First things first: the second consecutive major for the 50-and-over crowd, with a field that includes back-to-back Regions Tradition winner Steve Stricker and defending Senior PGA champion Steven Alker.
The 50-year-old Leonard is making his 13th Champions start not far from his boyhood home in Dallas, where he lived well into his pro career before moves to Colorado and Florida.
A 12-time PGA Tour winner, including the 1997 British Open, Leonard still has family in Dallas, and his wife and some of his kids are planning to watch him in the first Dallas-area major on any tour since the 1991 U.S. Women’s Open at Colonial in Fort Worth.
Leonard was a regular at the Byron Nelson and Colonial during his PGA Tour career, but never won.
He said he couldn’t have envisioned the next chance for a hometown victory coming about 30 miles north of Dallas in Frisco, where the PGA of America moved its headquarters and built an expansive campus that includes two 18-hole courses, a 2-acre putting green, a lighted par-3 course, massive driving range, shops and restaurants.
“It would be a lot of fun to do it close to home,” Leonard said. “I’m looking forward to my first win, wherever it is. But if I could pick one, it would probably be here, and that’s the last time I’m going to think about winning for the rest of the week.”
PGA Frisco’s Fields Ranch East course is a par 72 that will play about 7,100 yards for the seniors. While there aren’t any water hazards to go with some deep bunkers, Panther Creek winds through the course.
Architect Gil Hanse said some elevation had to be built in to try to keep flash floods from damaging the course. He said eight holes essentially built themselves as part of the natural landscape, and the other 10 had to be created as part of a rolling layout with large native areas and some trees.

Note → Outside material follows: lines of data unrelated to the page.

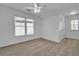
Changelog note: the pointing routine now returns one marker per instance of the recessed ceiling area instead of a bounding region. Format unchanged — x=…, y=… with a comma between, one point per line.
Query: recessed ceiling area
x=50, y=10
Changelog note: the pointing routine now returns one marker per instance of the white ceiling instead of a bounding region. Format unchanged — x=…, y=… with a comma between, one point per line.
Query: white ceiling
x=51, y=9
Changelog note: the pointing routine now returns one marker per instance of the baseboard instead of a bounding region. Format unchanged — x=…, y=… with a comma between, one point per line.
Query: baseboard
x=14, y=43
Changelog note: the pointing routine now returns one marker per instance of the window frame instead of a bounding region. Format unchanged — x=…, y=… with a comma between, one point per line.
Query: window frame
x=25, y=26
x=75, y=25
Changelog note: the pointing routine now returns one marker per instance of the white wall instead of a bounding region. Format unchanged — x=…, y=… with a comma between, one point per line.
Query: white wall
x=51, y=28
x=7, y=26
x=69, y=33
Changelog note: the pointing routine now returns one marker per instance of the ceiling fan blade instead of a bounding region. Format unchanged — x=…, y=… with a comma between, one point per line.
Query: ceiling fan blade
x=29, y=8
x=35, y=5
x=35, y=10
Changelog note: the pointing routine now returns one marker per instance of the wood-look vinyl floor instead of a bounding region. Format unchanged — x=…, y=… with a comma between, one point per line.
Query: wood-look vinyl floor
x=42, y=47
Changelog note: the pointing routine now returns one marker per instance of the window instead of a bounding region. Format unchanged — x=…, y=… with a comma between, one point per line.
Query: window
x=74, y=24
x=19, y=26
x=23, y=27
x=30, y=26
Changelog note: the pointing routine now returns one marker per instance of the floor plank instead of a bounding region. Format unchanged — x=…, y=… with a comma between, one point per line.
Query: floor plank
x=43, y=47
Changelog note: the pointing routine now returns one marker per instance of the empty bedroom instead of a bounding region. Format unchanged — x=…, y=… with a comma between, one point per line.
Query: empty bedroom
x=39, y=29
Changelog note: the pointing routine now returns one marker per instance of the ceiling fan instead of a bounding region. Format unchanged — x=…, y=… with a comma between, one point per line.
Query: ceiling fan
x=36, y=9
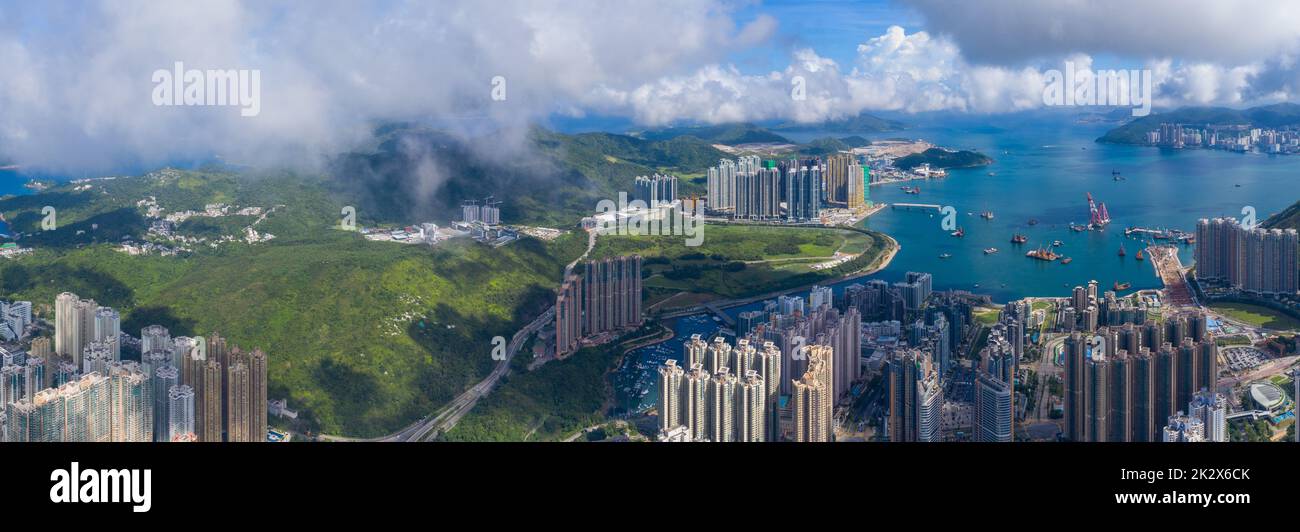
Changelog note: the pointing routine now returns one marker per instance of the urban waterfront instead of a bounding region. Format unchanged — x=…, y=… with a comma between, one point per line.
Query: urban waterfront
x=1040, y=172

“It’s a tough walk,” David Toms said. “It’s just a big property for us. It’s a long way to get to the driving range, the putting green, the first tee, the 10th tee. For a bunch of old guys, you can walk yourself to death. It’ll be an endurance test I think if it stays warm like this.”
The forecast is for temperatures in the high 80s. While humidity will be a factor, it will be better than 60 years earlier, the last time a men’s major was held in Dallas. Jack Nicklaus won the 1963 PGA Championship at Dallas Athletic Club, with those July temperatures in the 100s.
With the PGA Championship now played in the spring, it is scheduled for Fields Ranch East in 2027 and 2034. There has been talk of a Ryder Cup, and first impressions haven’t changed that.
Clarke said the Ryder Cup appeal comes in the high risk/reward of second shots. Players this week are likely to be more conservative in a stroke play event. They would be more aggressive in match play.
“There’s risk-reward out there. There’s drama out there,” fellow Irishman Padraig Harrington said. “In stroke play, you have to manage that and figure out when is the right time to take a chance.”
Several players said the new venue appeared to require plenty of patience, which most of them said wasn’t their strength. Wind has always played a big role in scoring in the Dallas area, and should do so again.
“It presents a lot of challenges just because conditions like wind that could throw everything off,” said Stricker, who is seeking his third win of the season in a field that is set to include Stewart Cink in his Champions Tour debut four days after turning 50.
“You feel like your homework is never done,” Stricker said. “Everybody is in the same boat for the most part, so it’s just a lot of work in these three days leading up to the tournament.”